I’m a guy that likes to drink it on the rocks, so I wanted it to be smooth, and not be making faces as it goes down. So, it was really fine-tuning what was already there.
7. You launched as the pandemic hit, which wasn’t ideal, but on the plus side, a lot of people were drinking more while stuck at home. Did you and your wife, Brittany, experience that and was it cool to have your own brand to enjoy during those times?
Absolutely! We lived in Florida for about four months while that was going on and everything was closed. We would put the kids to bed, start binge-watching a show, and my wife and I would kick back and have a couple of drinks. It was great.
There was a liquor store close to my house and I kept asking if they carried [Wolf Moon] yet, so after a couple of weeks they had it fully stocked, which was cool. I could go in there and get it when I needed to.

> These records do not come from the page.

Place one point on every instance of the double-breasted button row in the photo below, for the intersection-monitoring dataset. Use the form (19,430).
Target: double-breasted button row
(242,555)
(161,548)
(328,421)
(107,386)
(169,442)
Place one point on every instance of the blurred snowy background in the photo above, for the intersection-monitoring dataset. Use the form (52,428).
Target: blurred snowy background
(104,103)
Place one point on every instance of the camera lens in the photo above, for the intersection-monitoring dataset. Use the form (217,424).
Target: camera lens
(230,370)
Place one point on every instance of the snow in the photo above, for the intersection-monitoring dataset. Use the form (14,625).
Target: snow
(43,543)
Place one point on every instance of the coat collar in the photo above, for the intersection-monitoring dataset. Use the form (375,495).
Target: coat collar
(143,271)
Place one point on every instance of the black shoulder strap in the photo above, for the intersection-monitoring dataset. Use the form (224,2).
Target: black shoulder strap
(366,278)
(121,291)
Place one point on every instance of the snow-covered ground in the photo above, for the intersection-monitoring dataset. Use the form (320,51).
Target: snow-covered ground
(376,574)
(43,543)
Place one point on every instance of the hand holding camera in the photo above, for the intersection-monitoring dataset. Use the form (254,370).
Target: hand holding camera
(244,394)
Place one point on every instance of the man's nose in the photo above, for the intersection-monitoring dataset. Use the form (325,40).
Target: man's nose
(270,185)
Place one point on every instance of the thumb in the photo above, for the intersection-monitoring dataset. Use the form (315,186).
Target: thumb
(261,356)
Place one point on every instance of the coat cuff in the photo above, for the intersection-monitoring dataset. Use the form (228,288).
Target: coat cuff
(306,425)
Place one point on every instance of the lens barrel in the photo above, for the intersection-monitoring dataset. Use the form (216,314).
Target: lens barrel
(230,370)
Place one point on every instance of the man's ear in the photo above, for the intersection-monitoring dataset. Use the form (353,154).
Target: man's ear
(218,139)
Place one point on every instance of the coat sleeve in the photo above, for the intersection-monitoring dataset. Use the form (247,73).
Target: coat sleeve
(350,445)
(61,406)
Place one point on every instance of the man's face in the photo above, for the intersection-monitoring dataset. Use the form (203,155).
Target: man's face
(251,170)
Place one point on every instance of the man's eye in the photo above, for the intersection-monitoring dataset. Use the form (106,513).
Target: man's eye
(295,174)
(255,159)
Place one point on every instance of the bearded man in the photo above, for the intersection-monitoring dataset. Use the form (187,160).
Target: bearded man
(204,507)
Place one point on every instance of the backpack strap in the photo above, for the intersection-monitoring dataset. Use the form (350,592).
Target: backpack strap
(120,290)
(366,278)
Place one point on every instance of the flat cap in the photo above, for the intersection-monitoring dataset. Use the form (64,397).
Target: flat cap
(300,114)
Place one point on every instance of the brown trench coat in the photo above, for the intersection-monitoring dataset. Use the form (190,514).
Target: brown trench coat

8. You’re returning to Las Vegas for your “Jason Aldean: Back in the Saddle” shows at Park MGM’s Park Theater in December. What’s the most fun you’ve had in Las Vegas with whiskey?
Pretty much every time I go out there and gamble! Some of my artist friends are gamblers — Luke Bryan, Darius Rucker — and we like to all sit around after the show and gamble, have some drinks, laugh, and just enjoy it.
When you go out there for an awards show, there’s this buildup to this big show and everybody has to be spot on, but as soon as the show’s over, everybody gets to let their hair down, which is what we do. It’s a lot of fun!